On Michigan Basketball and Schizophrenia


After starting the season with two upset victories over top-5 teams, a couple appearances in the top-25, and being recognized as one of the most surprising teams in the nation, the Michigan basketball team has dropped seven of their last nine and is perilously close to becoming irrelevant in the NCAA Tournament picture. Obviously, scheduling had a large part to do with Michigan's slide ... the Big Ten is tough top-to-bottom this season. However, I had the privilege of attending John Beilein's press conference before Feb. 5 victory over Penn State, and this quote really stuck out to me:
"As a team we've got to find different combinations on the floor that will flow better right now. There are just these little things – a defensive assignment and an offensive assignment – that we're mixing. We're going to continue to try different rotations. Having Zack [Novak] out one game and Manny [Harris] out a game, it showed some things, positively and negatively, on what we've got to do."
This wouldn't have much cause for concern if that quote came from, say, November or December, as the team tries to set a constant rotation before the Big Ten season. However, this is February, and the Wolverines need to make a run down the stretch to avoid another NIT appearance. I realize that missing Novak and Harris over the course of two games affected the regular rotation, except that there has been no regular rotation to speak of.

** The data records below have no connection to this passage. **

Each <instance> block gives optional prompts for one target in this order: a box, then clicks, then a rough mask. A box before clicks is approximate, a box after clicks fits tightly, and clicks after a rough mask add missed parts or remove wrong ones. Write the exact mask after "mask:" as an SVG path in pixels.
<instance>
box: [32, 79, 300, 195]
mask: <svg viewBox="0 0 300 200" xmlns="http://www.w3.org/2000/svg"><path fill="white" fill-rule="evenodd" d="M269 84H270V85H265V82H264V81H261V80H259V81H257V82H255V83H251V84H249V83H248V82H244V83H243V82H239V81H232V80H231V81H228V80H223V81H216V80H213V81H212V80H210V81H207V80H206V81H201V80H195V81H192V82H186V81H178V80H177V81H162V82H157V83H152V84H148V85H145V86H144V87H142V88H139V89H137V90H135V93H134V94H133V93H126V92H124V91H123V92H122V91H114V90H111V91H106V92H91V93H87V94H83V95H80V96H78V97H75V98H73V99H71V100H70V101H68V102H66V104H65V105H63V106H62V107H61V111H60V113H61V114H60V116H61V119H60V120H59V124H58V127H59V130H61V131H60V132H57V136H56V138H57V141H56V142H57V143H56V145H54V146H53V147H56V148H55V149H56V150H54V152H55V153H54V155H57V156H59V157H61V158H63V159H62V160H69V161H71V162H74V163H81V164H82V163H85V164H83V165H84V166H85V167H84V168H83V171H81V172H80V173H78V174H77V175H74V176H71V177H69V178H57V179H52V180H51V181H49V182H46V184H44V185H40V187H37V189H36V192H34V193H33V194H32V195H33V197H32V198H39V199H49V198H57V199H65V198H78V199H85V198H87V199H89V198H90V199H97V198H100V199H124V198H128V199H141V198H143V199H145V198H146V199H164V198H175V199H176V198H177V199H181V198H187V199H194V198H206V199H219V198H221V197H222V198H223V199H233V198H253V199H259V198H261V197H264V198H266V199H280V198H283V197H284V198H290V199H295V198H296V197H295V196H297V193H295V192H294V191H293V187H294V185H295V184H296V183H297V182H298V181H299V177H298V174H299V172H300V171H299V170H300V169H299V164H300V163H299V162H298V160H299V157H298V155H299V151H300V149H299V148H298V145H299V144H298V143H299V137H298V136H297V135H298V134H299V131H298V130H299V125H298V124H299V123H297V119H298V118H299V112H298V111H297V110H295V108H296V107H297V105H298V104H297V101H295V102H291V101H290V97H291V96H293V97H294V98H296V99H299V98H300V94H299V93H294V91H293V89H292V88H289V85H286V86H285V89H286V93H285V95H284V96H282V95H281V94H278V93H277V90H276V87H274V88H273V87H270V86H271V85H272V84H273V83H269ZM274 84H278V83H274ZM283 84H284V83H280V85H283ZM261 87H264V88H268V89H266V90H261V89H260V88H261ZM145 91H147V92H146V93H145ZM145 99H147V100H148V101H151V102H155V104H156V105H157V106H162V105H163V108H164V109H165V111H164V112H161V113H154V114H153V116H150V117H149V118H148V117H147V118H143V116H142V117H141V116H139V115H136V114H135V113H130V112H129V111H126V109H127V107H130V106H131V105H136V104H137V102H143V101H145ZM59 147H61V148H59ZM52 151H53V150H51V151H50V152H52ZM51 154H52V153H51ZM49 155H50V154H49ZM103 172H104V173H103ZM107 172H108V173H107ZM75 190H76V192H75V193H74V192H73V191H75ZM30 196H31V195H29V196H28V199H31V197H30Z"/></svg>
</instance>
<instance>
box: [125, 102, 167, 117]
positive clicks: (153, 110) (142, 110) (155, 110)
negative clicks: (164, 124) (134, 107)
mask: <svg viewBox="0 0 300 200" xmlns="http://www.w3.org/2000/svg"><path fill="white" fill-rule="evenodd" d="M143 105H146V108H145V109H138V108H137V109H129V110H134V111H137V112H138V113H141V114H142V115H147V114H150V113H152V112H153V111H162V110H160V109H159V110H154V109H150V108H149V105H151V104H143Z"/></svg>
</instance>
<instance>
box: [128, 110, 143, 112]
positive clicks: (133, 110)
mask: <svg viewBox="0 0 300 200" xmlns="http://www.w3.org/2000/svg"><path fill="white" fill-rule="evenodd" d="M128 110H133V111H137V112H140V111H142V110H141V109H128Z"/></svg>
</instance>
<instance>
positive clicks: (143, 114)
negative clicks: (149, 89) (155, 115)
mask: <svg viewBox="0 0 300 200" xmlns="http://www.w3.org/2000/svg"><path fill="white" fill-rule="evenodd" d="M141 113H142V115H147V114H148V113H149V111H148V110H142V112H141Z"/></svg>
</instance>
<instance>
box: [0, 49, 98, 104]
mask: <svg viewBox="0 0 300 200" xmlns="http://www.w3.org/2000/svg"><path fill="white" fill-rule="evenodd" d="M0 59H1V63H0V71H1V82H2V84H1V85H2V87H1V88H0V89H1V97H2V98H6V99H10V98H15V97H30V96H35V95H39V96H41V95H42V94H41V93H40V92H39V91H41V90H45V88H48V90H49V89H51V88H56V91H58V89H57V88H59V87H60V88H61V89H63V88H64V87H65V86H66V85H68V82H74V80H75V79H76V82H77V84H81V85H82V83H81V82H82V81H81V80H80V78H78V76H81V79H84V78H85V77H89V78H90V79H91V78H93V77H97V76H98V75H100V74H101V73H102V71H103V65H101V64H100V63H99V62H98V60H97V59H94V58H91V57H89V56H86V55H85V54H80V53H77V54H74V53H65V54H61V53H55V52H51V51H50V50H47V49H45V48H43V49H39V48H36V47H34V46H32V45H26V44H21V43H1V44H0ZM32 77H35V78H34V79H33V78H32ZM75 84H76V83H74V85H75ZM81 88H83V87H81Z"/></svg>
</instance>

Kelvin Grady went from a 25-minute per game guy to playing eight minutes combined over the last three games (including a DNP-CD against UConn). Jevohn Shepherd started the season as a benchwarmer, played 32 minutes in the victory over Duke, fell out of the lineup completely, and now gets anywhere from 3-18 minutes per game. Besides Manny Harris and DeShawn Sims (and possibly Zack Novak), it doesn't seem like any player is sure how many minutes they're going to play during any given game.

Yes, the team is young, and the team's lack of size also means having to adjust the lineup based on the opponent. Still, I'm becoming a bit disturbed by the lack of a set rotation on Beilein's squad. I trust his judgment, and he has done an incredible job of turning around the program in less than two years. However, one has to think that the lack of consistency by the team has to stem in part from a lack of consistent playing time. I hope Beilein is able to figure out the right rotation before the team digs itself too deep a hole to climb out of.